Rupan Deol Bajaj had gone for a dinner party that she was invited to with her husband. She was sitting with all the ladies in the party and talking with them when K.P.S Gill came and sat in a chair among the ladies. When a few women left the circle and went inside the house, K.P.S Gill called her and asked her to sit on the chair next to him. When she got up and came to sit, K.P.S Gill pulled the chair towards him. He repeated this again which made Rupan Deol Bajaj uncomfortable and thus, went back to her chair. Subsequently, K.P.S Gill got up and stood in front of her chair and was very close to her. He made a gesture to her asking her to get up and come with him. This offended Rupan Deol Bajaj who then reprimanded K.P.S Gill and got up to walk out from the place.
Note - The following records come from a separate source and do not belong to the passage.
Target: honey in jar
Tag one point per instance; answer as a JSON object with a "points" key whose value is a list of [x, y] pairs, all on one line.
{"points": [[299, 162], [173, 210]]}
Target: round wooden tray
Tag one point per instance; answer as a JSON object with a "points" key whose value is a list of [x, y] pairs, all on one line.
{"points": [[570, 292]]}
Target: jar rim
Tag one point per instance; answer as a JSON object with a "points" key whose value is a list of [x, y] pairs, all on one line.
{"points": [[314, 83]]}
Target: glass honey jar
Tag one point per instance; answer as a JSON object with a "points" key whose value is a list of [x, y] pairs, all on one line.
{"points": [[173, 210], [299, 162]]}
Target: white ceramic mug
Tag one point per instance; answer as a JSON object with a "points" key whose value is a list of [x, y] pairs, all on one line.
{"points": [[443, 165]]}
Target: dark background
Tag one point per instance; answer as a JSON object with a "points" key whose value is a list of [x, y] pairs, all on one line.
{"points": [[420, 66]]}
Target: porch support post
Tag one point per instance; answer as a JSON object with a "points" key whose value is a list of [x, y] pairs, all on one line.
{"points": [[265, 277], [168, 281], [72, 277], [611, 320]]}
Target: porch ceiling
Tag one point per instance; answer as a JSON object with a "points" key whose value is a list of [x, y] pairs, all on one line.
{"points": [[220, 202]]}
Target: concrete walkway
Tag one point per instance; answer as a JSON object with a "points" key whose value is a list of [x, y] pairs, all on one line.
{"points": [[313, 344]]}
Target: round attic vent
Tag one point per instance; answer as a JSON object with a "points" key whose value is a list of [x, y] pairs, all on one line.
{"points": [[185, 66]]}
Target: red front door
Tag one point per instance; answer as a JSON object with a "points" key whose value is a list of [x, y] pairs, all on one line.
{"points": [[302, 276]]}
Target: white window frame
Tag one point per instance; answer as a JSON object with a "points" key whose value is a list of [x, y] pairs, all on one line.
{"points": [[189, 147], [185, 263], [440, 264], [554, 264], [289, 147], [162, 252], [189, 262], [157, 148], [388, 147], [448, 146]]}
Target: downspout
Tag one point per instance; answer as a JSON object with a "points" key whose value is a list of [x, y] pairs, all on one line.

He then slapped on her posterior when she turned.
Whether K.P.S Gill had the mens rea to outrage the modesty of Rupan Deol Bajaj?
Whether slapping a woman on the posterior can be considered to be harm too trivial to count as an offence?
Section 354 IPC, Section 95 IPC.
State of Punjab v. Major Singh: It was held that societal standards must be used to determine if modesty of a woman is outraged. It was also held that a woman possesses the attribute of modesty right from her birth by virtue of her sex.
The Court, after relying on the State of Punjab v. Major Singh case, held that the ultimate test for determining if modesty of a woman is outraged is that it must have the capacity to shock the “decency of a woman”. Moreover, the Court observed that since there was nothing at all to show that the act was an accident or a mistake, K.P.S Gill would at least have the knowledge, if not intention, that slapping a woman on the posterior is indecent and has the capacity to offend modesty.
Coming to the argument about whether the harm was too trivial to count as an offence, the Court pointed out that the sense of mental trauma and violation that the woman had to endure cannot and should not be considered to be of a too trivial nature.
Since modesty of the woman was shown to be outraged under section 354 IPC, and harm caused was serious enough to be considered as an offence, the appeal was allowed.